Gilles Labarthe / DATAS

(encadré 2)
Réforme ne signifie pas transparence
A Nyon, au siège de la Fédération européenne de football, le service des relations aux médias n’est pas très bavard sur les sommes astronomiques en jeu lors des compétitions. « Pour l’Euro 2008, nous n’aurons pas de chiffres précis avant septembre, mais je peux vous fournir un comparatif avec l’Euro 2004 qui s’est déroulé au Portugal ». Presque toutes les rubriques sont à la hausse : les droits de retransmission TV explosent, passant de 560 millions à une estimation de 800 millions d’euros (soit 1,32 milliard de francs suisses) en 2008 ; les droits commerciaux, de 183 à 250 millions d’euros ; le poste « hospitalité des entreprises » a quadruplé, atteignant 115 millions cette année… seule la vente des entrées (billetterie) reste stable : autour de 80 millions.

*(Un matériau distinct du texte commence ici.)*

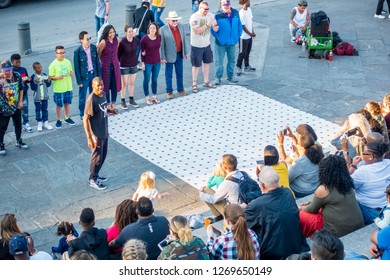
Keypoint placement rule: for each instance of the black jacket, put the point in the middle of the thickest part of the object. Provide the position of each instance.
(274, 216)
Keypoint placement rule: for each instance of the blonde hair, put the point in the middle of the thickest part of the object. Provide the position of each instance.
(134, 249)
(180, 228)
(146, 181)
(218, 170)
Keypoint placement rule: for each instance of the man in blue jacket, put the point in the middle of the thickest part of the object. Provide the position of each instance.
(226, 38)
(86, 67)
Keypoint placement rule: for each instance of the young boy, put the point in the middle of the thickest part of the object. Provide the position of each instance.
(61, 72)
(16, 62)
(39, 84)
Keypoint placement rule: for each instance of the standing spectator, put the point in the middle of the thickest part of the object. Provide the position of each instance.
(11, 103)
(92, 239)
(200, 23)
(128, 64)
(149, 228)
(299, 19)
(173, 50)
(226, 38)
(16, 63)
(39, 85)
(108, 55)
(96, 129)
(245, 45)
(86, 67)
(280, 235)
(150, 54)
(102, 12)
(238, 243)
(158, 7)
(61, 72)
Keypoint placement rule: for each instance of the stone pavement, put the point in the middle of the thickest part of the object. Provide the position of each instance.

Et les recettes : autour de 200 millions. Le chiffre d’affaires total présente une hausse assez extraordinaire de 70 % : de 852 millions en 2004, il s’élève à 1, 25 milliard d’euros en 2008. Dans son budget actuel, l’UEFA indique enfin avoir doublé ses dépenses pour l’événement : d’un coût de 313 millions, l’ardoise avoisine maintenant les 600 millions. Toujours au titre des dépenses, 450 millions d’euros prélevés sur les recettes sont redistribués à titre de « versements de solidarité aux associations membres de l’UEFA ».
L’opacité totale règne sur le montant des contrats conclus avec les sponsors et partenaires privés. On sait juste qu’ils se chiffrent en dizaine de millions d‘euros. En 2004, le sénateur français Yvon Collin s’était distingué en fustigeant le manque de « transparence » des comptes de l'association à but non lucratif de droit suisse, qui « ne sont pas disponibles ». « Pour toutes ses compétitions, l'UEFA n'a jamais communiqué de montants concernant ses contrats avec des sponsors », nous confirme le service des médias de l’UEFA à Nyon. Nous lui avons posé une dernière question : « L'UEFA étant une association sans but lucratif, pourquoi n'est-il pas possible d'obtenir davantage de précision sur ses budgets, ni d'obtenir des informations chiffrées sur les contrats avec les sponsors? » Là, plus de réponse.